Im Zuge der schwierigen ersten Jahrzehnte des 14.Jahrhunderts, welche von Missernten, extremen Dürrephasen und anderen Katastrophen geprägt waren, bildet sich in der religiösen Praxis eine verstärkte Verehrung des Leiden Christi heraus die sich in der vermehrten und deutlicheren Abbildung der Passion in der gotischen Kunst wiederspiegelte. Die Einzelaspekte des Leidensweges wurden, wie auf hier auf dem Andachtstäfelchen abgebildet herausgehoben: die Dornenkrone, die durch das fahlgelb noch herausgestrichene züchtigende Hand des Juden, das Essiggefäß mit dem am Stock befindlichen Schwamm und natürlich die Wunde die Jesus am Kreuz empfing.
Das auf 1330 bis 1350 datierte Original nachdem diese vereinfachte Version entstanden ist besteht aus Elfenbein und befindet sich im Victoria & Albert Museum in London.

Beim letzten der mutmaßlichen Besitztümer die ich präsentieren möchte begeben wir uns offen und ehrlich gesagt uns bereits deutlich über die Grenzen der guten Belegbarkeit hinaus in die Grauzonen der Spekulation.

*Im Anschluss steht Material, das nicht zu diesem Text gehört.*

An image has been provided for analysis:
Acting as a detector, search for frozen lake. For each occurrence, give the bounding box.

Die Vorlage dieses Objekts, nennen wir es mal Amulett, ist ein englischer Bodenfund des frühen 14.Jahrhunderts. Das im original aus Blei bestehende Kreuz habe ich hier als Knochenschnitzerei nachgebildet, es trägt die eingravierten Buchstaben "A G L A", ein Akronym für das hebräische "Atoh Gebor Leolam Adonai", in einem einfachen Versuch mal übersetzt als "O Herr, du bist auf ewig mächtig/groß". Zusätzlich zu der Verwendung eines hebräischen Akronyms auf dem christlichen Symbol schlechthin weist das AGLA-Akronym auch noch eindeutig auf kabbalistische Mystik hin, christliche Kabbalistik wird aber erst ab dem 15.Jhdt. angenommen. Ein kleines Rätsel also, und aus diesem Grund habe ich diese adaptierte Rekonstruktion für mich auch mehr in der Richtung "Aberglaube und Mystik" als in Richtung "klare,  christliche Religiosität" eingeordnet. 

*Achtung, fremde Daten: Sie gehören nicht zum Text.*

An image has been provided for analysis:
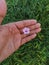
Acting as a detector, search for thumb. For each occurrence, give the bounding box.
[0,17,3,24]
[0,0,7,24]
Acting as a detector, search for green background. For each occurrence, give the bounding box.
[0,0,49,65]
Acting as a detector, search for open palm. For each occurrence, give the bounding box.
[0,20,41,61]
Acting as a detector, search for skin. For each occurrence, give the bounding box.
[0,0,41,62]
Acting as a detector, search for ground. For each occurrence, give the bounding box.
[0,0,49,65]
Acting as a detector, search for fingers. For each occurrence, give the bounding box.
[0,0,7,24]
[15,20,36,29]
[21,34,36,45]
[22,28,41,39]
[20,23,41,34]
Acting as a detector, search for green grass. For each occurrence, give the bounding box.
[0,0,49,65]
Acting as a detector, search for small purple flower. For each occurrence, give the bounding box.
[23,27,30,34]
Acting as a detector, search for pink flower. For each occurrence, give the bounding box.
[23,27,30,34]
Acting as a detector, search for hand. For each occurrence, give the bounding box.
[0,20,41,61]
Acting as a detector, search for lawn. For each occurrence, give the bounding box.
[0,0,49,65]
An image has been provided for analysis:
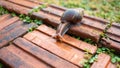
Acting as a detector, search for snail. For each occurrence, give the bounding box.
[55,8,84,41]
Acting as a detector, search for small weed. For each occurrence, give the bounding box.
[29,4,48,15]
[0,63,3,68]
[28,27,37,32]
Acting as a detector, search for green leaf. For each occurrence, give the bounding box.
[111,57,117,63]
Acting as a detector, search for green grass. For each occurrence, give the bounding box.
[0,0,120,68]
[39,0,120,23]
[0,63,3,68]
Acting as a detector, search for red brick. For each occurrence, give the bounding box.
[0,21,36,48]
[91,53,110,68]
[24,31,87,66]
[0,17,19,30]
[14,38,78,68]
[7,45,49,68]
[0,0,30,14]
[8,0,39,8]
[0,48,37,68]
[107,62,117,68]
[0,14,10,23]
[37,25,97,54]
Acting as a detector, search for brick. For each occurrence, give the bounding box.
[0,0,120,51]
[7,45,50,68]
[8,0,39,8]
[107,62,117,68]
[0,17,19,30]
[24,31,85,67]
[0,48,35,68]
[101,38,120,53]
[0,21,36,48]
[91,53,110,68]
[0,0,30,14]
[14,38,78,68]
[0,14,10,23]
[37,25,97,54]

Auf jeden Fall gibt es der sonst meist recht nüchtern Realitätsbetrachtung, in die man als erwachsener Darsteller europäischen Mittelalters leicht verfällt, einen Hauch jener geheimnisumwitterten Mysterienwelt wieder die bei der oftmals geforderten Ernsthaftigkeit in Bezug auf Geschichte sehr leicht verloren geht. 
Bei einer ehrlichen Betrachtung der wenigen Überlieferungen mittelalterlicher Denkungsart erfolgt dieser Verlust aber wohl zu Unrecht.

AKTUALISIERUNG: 
Mittlerweile hab ich in der Literatur (Binding Words: Textual Amulets in the Middle Ages) Hinweise darauf gefunden, dass diese Art Amulette im Spätmittelalter gar nicht so ungewöhnlich war, das AGLA-Akronym wird in einer anderen Quelle (The Portable Antiquities Scheme) als ein Zauber gegen Fieber genannt.